In response to a post by William Briggs at:
I got to thinking about the so-called “precautionary principle.” The precautionary principle is one of the most common fallback positions advanced in support of the idea that we should pursue (mandatorily or otherwise) dramatic cuts in greenhouse gas (GHG) emissions, even if there is a question about the underlying science. I posted the following comments on Brigg’s thread and decided to repost here, because I think this is an issue that is important for everyone to understand. My comments, as previously posted, follow:
I’m not sure the precautionary principle is a helpful idea, even in principle. Most in the CAGW camp who state that they are relying on the precautionary principle simply don’t understand it. There is even a very popular video on YouTube that makes the explicit argument that we don’t need to know the underlying science or settle the debate, because the precautionary principle mandates that we should act to reduce GHS’s in any event. However, what is misunderstood is that the very application of the precautionary principle requires that we make some conclusion in advance about the possible underlying outcomes.
Specifically, many CAGW advocates seem to think that the possible outcomes (broadly speaking) are (i) catastrophic natural disasters and untold suffering, versus (ii) a relatively small up-front pain in the form of additional taxes (or if they are really putting on a positive spin, no negative at all, as it is couched in terms of “creating new green jobs” or “stimulating” the economy). Given this view of the possible outcomes, one might indeed come to the conclusion that we should act quickly to reduce GHG’s under the “precautionary principle.”
However, many climate realists would argue that the possible outcomes are (i) minor nuisance warming, or potentially even beneficial warming, versus (ii) massive tax increases and significant wealth distribution to traders and brokers (or if they are really putting on a negative spin, crippling economic results).
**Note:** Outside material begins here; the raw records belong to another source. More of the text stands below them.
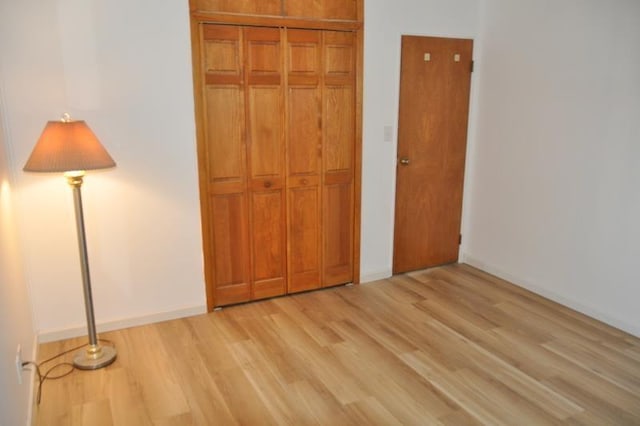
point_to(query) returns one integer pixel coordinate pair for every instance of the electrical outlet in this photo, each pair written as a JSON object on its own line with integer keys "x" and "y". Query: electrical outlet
{"x": 19, "y": 363}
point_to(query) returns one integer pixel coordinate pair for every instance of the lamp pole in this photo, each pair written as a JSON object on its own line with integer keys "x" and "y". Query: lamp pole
{"x": 95, "y": 355}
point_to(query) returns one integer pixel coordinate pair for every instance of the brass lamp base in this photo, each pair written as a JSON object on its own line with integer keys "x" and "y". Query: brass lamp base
{"x": 95, "y": 357}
Given this view of the possible outcomes, the “precautionary principle” would dictate that we should definitely not act to reduce GHG’s. (Some realists would argue, as does Briggs, for further study, but this call for additional research is simply the application of a further risk/benefit analysis ($ spent on further research, versus expected benefits of the research).)
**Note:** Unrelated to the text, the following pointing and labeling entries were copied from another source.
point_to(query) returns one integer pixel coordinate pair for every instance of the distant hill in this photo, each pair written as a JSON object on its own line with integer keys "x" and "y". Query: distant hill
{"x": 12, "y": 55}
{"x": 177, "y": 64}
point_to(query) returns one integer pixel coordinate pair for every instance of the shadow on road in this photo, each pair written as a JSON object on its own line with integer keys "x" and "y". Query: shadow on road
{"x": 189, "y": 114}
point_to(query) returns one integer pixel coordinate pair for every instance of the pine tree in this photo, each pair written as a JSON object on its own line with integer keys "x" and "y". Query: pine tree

The bottom line is that it is impossible to apply the precautionary principle in any logical fashion without first grappling with the thorny and challenging questions of what the potential outcomes are and what the real costs and benefits are of specific approaches.
I’m just talking so far about a simple view of the ultimate outcomes (which is the way I have typically seen CAGW advocates use the precautionary principle argument), and I am ignoring the fact that the probability of any particular outcome would also have to be taken into account in determining what action the precautionary principle dictates.
The fact is that even with this wonderful “precautionary principle” we are still right back to where we started in the first place: we need to determine, on a substantive, scientific basis, what the potential outcomes are and what can and should, if anything, be done about it.